I realise this is a small effect but when searching for small resonances in data very small signals are required to be found so even small errors are important to minimise. Is there any understanding of what causes these discrepancies and any way to avoid them?
I have condensed my code to the minimum required to see the effect, attached and example plots of the effect are attached.
Thanks for any help
FittedResidual.pdf (31.7 KB)
NotFittedResidual.pdf (31.4 KB)
FitSample2.cpp (2.13 KB)
Sorry for the delay.
My guess here is that RooFit is not performing an integral of the continuous function within the bin to get the PDF for the entry in the binned dataset. The normalization of the entire PDF is an integral, but when evaluating the PDF itself it simply evaluates the continuous function at the bin center. So if there is curvature in the bin, it leads to a small bias.

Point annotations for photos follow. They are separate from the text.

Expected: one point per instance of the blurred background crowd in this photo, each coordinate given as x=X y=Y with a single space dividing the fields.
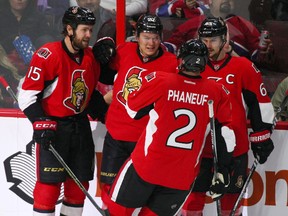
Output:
x=27 y=24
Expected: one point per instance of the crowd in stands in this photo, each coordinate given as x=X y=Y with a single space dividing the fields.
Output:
x=26 y=25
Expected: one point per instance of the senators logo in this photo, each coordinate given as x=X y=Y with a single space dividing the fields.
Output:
x=133 y=82
x=79 y=93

The real solution to this is to have RooFit perform the integral within the bin to get the PDF value, but this has not yet been implemented. Wouter was suggesting an approximate fix, which was to use the sum of the bin centers * bin width as the normalization of the pdf. That will at least help with the bias, but it’s not exact.
This effect is not present if you use unbinned data. (The expected data is always binned).
The size of the effect should also be reduced with smaller bin sizes.
On the short term, one could create a new PDF class that wraps a continuous function and produces a binned PDF. That will require some familiarity with RooFit, but give you the right answer even with large bin widths.